The idea of a platform can give us a "lens" through which to think of various kinds of institutions. If we remember all the parts, we can suss out some gaps in their deployment. For instance, a private club – stodgy or otherwise – can be a platform for networking. There are quality standards, of course, and technical standards. You have to pay your dues, but you might also have to be the "right" kind of person to get in. From that perspective, quality and technical standards can restrict access to a service: networking. And what is the market for a club? Obviously the club is marketed to the public, but there is also a market inside: a market for access to the members for access to the members.
A subway, of course, is a platform. There are lots of technical standards, but what markets does it support. Again, there are at least two. There is the market to riders, of course, but there is also the market to nearby real estate and businesses. There is also usually a market for advertising.
An Explosion of Platforms
A business incubator, of course, or the commercial kitchen, is a platform. Lots of "millennial" enterprises are platforms. Certainly Twitter et al are, but so are many of the apps that run on them. Government can be a platform, as Tim O'Reilly has noted. In fact, one of the defining characteristics of the millennial generation may be that it creates and thinks in terms of platforms much more than do the previous generations. Their various things they build are often open for modification and a combination of collaboration and competition.
It's not just that millennials are on a number of platforms: deserting Facebook for Instagram, and Insagram for Snapchat, say.

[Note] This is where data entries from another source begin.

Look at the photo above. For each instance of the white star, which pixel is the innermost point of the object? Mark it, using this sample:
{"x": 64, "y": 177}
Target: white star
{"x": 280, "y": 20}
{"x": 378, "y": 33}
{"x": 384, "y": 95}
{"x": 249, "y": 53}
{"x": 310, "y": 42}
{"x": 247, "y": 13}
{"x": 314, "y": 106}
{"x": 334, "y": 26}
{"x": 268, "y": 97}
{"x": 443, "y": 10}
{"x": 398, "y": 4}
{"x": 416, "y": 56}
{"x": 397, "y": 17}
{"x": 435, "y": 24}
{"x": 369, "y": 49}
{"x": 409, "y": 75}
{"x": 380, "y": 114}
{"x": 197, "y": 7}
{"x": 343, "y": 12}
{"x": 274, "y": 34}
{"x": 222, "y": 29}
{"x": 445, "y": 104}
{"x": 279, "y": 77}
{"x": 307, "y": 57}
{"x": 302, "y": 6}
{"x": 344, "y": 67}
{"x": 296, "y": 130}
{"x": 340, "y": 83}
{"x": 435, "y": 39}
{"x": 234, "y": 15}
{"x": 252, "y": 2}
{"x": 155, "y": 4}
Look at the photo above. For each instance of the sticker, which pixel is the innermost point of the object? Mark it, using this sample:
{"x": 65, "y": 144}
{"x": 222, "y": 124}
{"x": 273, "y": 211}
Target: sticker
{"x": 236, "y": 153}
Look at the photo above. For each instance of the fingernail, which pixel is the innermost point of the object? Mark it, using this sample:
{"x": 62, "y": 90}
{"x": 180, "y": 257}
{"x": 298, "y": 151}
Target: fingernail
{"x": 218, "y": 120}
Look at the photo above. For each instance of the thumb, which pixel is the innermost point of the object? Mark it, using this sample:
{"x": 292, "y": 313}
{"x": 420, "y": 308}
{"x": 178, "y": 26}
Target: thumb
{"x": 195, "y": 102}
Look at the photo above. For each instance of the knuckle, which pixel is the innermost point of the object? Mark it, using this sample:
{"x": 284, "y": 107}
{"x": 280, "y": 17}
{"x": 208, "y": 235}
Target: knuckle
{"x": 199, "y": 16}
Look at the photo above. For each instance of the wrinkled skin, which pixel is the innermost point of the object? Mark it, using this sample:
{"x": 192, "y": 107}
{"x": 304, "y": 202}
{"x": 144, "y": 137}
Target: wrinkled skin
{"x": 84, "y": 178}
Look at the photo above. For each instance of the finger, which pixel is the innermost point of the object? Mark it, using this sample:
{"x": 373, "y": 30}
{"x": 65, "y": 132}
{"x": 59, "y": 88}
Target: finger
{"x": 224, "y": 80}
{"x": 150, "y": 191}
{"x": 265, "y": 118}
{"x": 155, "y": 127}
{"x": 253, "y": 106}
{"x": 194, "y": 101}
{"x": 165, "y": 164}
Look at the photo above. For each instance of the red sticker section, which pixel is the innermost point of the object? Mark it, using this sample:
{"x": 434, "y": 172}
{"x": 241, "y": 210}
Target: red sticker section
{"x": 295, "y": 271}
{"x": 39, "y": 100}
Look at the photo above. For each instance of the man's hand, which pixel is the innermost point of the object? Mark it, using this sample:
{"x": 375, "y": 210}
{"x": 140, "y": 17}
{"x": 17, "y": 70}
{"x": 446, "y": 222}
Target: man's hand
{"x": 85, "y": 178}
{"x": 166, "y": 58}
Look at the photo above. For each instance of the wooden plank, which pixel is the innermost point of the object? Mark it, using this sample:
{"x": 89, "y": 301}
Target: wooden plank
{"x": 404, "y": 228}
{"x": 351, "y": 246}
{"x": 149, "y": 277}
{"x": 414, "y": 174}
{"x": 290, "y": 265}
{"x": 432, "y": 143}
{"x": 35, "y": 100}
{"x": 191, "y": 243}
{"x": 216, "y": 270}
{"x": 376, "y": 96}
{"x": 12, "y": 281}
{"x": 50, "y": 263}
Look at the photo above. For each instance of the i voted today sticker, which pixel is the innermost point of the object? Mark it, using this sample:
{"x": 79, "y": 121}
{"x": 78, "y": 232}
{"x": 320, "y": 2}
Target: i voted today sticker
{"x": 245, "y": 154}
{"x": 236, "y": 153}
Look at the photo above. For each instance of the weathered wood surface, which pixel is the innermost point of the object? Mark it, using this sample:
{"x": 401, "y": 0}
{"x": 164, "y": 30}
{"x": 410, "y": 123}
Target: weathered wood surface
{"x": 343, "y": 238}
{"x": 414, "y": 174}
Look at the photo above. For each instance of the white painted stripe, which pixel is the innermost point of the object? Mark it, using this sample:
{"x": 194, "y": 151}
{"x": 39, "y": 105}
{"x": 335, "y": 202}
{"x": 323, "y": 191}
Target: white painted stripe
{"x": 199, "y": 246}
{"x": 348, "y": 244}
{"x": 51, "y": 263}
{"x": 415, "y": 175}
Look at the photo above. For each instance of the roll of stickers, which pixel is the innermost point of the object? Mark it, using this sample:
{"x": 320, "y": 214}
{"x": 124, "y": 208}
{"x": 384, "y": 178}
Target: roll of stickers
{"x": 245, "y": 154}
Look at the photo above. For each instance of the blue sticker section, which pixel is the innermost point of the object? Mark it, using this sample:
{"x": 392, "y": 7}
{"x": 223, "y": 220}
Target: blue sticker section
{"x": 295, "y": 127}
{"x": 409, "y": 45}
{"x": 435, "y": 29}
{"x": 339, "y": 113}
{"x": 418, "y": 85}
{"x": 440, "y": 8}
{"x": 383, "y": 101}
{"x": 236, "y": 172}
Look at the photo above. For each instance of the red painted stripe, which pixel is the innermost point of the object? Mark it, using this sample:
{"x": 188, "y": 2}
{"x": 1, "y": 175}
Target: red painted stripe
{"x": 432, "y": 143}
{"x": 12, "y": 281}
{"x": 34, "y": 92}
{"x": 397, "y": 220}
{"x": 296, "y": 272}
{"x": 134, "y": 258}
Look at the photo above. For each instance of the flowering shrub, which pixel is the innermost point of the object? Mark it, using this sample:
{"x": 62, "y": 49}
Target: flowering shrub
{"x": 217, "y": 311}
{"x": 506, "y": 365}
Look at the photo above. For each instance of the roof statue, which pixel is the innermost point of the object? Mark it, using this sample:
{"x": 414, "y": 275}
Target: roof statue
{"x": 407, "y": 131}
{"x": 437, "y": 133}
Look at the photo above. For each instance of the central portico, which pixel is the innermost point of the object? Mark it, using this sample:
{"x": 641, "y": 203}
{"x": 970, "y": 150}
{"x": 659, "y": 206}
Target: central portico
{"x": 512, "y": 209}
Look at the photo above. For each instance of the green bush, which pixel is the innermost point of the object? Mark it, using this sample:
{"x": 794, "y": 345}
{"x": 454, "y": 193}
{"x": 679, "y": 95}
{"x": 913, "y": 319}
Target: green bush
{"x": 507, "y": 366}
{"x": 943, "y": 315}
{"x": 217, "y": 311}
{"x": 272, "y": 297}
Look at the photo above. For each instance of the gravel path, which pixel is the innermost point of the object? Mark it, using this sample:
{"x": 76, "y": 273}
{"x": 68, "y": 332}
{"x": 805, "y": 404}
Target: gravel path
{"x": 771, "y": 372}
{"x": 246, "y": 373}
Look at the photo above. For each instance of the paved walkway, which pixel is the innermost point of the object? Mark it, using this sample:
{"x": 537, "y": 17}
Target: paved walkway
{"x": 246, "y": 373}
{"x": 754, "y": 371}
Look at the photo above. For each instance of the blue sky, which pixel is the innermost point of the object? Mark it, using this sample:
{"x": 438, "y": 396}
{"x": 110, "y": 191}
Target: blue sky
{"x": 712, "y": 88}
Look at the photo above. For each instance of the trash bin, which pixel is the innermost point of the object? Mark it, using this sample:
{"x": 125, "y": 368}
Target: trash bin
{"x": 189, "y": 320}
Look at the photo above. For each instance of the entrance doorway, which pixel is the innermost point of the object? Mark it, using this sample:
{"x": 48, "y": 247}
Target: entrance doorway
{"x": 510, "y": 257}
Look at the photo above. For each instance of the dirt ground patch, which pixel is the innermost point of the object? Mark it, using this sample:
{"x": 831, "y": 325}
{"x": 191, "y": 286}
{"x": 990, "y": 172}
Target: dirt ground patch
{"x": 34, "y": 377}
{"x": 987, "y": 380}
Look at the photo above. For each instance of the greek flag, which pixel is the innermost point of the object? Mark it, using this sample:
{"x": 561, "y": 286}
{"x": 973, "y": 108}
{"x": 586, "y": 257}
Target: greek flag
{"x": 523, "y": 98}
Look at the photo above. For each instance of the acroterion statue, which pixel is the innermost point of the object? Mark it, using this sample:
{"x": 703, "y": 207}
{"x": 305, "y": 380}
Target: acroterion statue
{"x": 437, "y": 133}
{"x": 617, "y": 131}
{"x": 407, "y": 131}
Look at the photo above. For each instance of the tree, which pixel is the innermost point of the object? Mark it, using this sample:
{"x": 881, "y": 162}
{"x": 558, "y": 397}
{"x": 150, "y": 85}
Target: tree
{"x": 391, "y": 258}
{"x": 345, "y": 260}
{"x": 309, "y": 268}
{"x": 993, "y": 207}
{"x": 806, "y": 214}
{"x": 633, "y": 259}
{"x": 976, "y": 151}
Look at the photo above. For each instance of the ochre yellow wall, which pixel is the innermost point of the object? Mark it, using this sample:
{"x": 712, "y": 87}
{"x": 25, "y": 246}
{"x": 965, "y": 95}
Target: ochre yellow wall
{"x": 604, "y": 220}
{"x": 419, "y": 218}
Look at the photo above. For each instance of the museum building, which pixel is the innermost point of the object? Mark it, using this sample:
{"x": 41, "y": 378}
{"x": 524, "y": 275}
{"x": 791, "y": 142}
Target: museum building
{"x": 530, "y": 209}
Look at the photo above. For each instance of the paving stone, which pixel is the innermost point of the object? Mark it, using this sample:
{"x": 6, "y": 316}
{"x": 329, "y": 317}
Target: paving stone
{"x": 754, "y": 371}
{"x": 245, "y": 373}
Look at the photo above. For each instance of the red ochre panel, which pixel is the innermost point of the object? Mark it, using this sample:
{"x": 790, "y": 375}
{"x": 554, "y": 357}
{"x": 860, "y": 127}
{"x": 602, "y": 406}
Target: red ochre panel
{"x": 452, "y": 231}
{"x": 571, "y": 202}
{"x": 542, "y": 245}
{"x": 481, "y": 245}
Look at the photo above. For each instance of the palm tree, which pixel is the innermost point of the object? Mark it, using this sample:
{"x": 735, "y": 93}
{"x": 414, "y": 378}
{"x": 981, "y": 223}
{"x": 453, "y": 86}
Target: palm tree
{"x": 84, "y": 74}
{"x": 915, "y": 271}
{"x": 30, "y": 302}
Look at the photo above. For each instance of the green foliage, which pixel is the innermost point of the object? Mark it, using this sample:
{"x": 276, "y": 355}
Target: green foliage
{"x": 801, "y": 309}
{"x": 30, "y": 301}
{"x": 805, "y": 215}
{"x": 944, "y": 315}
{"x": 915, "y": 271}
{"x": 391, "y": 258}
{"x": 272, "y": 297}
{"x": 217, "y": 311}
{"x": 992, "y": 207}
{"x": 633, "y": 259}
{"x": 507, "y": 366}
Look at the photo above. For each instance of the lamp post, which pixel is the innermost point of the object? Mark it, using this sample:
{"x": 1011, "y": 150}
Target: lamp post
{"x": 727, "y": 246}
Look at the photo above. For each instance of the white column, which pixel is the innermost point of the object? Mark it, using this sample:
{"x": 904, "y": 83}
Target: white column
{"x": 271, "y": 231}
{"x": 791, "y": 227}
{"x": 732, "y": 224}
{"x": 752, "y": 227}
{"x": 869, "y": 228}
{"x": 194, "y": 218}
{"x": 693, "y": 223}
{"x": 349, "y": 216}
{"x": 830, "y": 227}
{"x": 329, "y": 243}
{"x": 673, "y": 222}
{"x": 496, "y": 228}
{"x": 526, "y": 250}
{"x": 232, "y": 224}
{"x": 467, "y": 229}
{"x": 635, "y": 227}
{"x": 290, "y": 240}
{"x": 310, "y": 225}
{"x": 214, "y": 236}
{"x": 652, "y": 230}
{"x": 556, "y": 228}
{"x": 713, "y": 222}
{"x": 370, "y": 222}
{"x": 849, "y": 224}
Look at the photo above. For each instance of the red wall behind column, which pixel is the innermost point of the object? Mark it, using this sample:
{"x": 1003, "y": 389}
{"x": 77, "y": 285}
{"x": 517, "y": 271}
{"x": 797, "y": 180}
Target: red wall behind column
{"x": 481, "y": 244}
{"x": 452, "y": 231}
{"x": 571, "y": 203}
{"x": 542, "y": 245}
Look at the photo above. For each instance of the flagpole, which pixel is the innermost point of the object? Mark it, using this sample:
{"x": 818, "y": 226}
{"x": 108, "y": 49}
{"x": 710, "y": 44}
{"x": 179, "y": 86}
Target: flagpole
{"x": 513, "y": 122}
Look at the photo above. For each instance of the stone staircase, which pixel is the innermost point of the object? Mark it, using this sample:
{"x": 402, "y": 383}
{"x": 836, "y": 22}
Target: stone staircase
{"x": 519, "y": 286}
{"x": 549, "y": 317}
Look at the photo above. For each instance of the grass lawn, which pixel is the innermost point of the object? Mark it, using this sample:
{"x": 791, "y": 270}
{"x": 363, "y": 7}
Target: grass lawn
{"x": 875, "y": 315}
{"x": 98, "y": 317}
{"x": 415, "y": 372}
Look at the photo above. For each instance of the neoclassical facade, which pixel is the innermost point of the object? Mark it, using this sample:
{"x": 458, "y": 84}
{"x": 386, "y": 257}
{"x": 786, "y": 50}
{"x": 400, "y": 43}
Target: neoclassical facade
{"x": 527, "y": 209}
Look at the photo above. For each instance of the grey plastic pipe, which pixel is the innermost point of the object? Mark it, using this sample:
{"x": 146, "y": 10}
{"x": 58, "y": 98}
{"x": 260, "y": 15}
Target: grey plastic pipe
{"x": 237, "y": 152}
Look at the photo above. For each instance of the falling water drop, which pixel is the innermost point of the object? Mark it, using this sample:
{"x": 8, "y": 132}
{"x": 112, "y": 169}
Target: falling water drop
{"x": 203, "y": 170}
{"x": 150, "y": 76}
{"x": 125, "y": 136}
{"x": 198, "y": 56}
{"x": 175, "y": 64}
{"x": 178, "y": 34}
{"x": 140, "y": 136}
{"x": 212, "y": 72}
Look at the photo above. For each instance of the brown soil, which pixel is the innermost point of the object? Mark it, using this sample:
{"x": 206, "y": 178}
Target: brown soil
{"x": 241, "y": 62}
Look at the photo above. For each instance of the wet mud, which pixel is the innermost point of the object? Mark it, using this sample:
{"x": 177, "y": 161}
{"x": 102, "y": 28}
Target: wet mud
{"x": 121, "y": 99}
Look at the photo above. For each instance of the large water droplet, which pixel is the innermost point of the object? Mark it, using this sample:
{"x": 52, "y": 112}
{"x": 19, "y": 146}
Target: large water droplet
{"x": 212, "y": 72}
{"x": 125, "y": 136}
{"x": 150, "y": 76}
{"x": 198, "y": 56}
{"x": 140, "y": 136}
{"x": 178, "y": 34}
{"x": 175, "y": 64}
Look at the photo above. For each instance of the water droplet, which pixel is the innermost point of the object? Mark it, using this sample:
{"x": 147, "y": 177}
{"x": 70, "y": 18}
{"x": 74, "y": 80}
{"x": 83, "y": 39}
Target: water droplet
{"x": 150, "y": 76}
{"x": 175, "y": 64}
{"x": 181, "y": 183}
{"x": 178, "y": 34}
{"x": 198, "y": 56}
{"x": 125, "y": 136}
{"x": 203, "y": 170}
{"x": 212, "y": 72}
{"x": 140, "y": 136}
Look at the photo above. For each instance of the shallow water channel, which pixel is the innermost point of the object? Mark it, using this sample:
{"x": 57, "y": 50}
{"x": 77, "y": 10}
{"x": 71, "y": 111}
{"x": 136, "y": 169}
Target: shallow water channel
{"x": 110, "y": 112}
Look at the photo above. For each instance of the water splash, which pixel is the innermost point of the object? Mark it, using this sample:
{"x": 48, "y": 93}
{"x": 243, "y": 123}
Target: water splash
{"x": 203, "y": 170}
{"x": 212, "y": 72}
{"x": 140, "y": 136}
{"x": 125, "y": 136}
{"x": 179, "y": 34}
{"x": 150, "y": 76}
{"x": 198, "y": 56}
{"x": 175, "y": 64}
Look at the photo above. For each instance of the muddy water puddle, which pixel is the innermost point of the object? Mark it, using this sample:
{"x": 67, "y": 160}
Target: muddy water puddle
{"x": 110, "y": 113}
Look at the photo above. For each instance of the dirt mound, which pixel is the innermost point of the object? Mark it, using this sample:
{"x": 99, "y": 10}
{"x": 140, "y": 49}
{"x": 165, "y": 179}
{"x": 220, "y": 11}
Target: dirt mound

It's that they routinely get together to build platforms such as, well, Instagram and Snapchat – but also building systems for crowd-sourcing comments to the city, buying clubs for materials, opening up maker-spaces and so on.
Problems and Solutions
Certainly platforms aren't the solution to every problem, but they do provide some competition in the realm of solutions. Instead of subsidizing businesses so they can compete, perhaps we can support them with platforms. Instead of complaining about how onerous regulations are, perhaps we can apply for permits all at once, or carve out an exception – an exception that's a platform. Maybe the big, bad, scary developer can "set the table" for small builders. All of these problems and solutions can be addressed via platforms.